Therry Pratchett hatte es in „Wachen Wachen“ kaum treffender beschreiben können (frei zitiert – ich habe das Buch nicht mehr): „[...] dieses Schwert war besonders, weil es überhaupt keine magischen Kräfte hatte [...]“


Das war mein Wort zum Montag,

es grüßt euch
... in der Hoffnung, dass dieser Thread wieder seine verdiente Aufmerksamkeit und vor allem den Diskussionswillen der User zurück erhält ...

Nephthys



Nachtrag:

Dinge die ich mich schon immer mal gefragt habe (nicht nur auf Fantasy beschränkt):

Wieso eigentlich...

... gehen Helden nie aufs Klo? --> Verstopfung ist eine ernstzunehmende Angelegenheit. Wirklich!

... gehen Helden selten Shoppen? --> Die greifen einfach mal so in den Schrank (wenn überhaupt) und schleppen den lieben langen Tag (und das mitunter jahrelang!) das gleiche Zeuch.

... müssen Helden seltenst den Haushalt schmeißen? --> Echt ey. Wenn ich mir meine Bude so anguck: die Spinnweben kommen schneller nach als ich den Feudel schwingen kann.

... überleben die zu 90% die abstrusensten (schreibt man das so?) Gefahrensituationen? --> die wären allesamt was für die Nachrichten. Ach was! Nen Gallileo-Spezial!

... sterben Helden - sofern sie es überhaupt tun, siehe oben - nicht schon auf Seite eins?
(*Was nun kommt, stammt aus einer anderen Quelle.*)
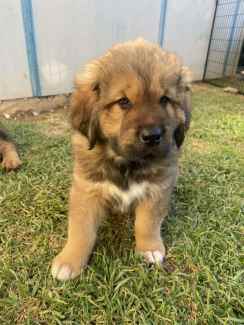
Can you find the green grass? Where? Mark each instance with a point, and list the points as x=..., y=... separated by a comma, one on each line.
x=202, y=279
... menstruieren die weiblichen Helden eigentlich nie? --> Wäre echt mal Zeit nen Schwangerschaftstest zu machen oder wahlweise den Endokrinologen des Vertrauens aufzusuchen.

... sind Zauberer in den meisten Fällen alt und weise? --> müssen die nix lernen? Kommen die schon fertig aus Muttis Bauch geflutscht?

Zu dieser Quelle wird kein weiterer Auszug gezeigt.